In a recessionary environment, cash flow is king. During an extended period of uncertainty, people are likely to experience a drop in their income levels, or in a worst case scenario, the total loss of their income. Therefore, it is important to have an alternative source of positive cash flow (in trading) to build your capital (in investments).

For this, trading in the foreign exchange (forex) market is very attractive. A strategy of accumulating small but frequent gains may not only help you recover from a potential loss of income, but also create extra cash for an investment capital.

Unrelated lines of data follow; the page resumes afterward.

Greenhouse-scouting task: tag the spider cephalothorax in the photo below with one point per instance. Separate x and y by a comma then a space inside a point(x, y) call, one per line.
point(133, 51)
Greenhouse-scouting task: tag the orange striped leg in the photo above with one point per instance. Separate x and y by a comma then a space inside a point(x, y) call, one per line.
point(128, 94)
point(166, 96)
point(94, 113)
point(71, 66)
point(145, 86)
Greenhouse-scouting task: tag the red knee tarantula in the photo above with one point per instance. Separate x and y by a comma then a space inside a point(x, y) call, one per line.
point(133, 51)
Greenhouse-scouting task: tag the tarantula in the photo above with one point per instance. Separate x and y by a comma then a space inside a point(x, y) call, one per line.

Another benefit of the forex market is that it is easy to start. With just S$500, you can start a trading account. While managing your own expectations and building upon the trading skillset, you will be able to quickly scale up both the capital and returns from a forex account.

Invest in the future market

Increased inflation usually follows a recession. It is important to not only have a source of cash flow, but also have investment options which will be able to combat inflation in the long term. Bonds and gold, or assets which are not highly correlated with typical stocks are popular options, and likely to rise in times of economic uncertainty.

At the same time, use a dollar-cost averaging strategy. What this means is to divide your total investment sum equally, and put each equal portion into stocks as prices are dropping. This lowers the total average cost of your shares, which may boost returns in the long run. Of course, most investors would prefer to buy stocks at the lowest price possible, but timing the market is a difficult task.

Trying to time the market is more likely to lead to lower returns than selecting a sound and diversified asset allocation and staying the course. Therefore, the best way to handle a market decline is to understand your risk tolerance and understand that you will be investing for the longer term, into and through the recovery.

jin Dao Tai, Founder of LCMS Traders and ForexBriefcase
Real estate, in general, is less volatile during economic downturns, and in all, residential real estate bears the least risk

Invest in undervalued real estate

No real estate is totally immune to a recession, but it is one of the best recession-protected asset class. Real estate, in general, is less volatile during economic downturns, which is one of the general benefits of investing in real estate. While all types of investments bear a certain degree of risk, residential real estate bears the least.

This is because there will always be demand for real estate. Therefore, while other types of investments usually take a big hit during a recession, real estate is likely to receive lesser impact. However, prices are still likely to drop slightly. This is attractive to investors looking to turn depressed market conditions into buying opportunities.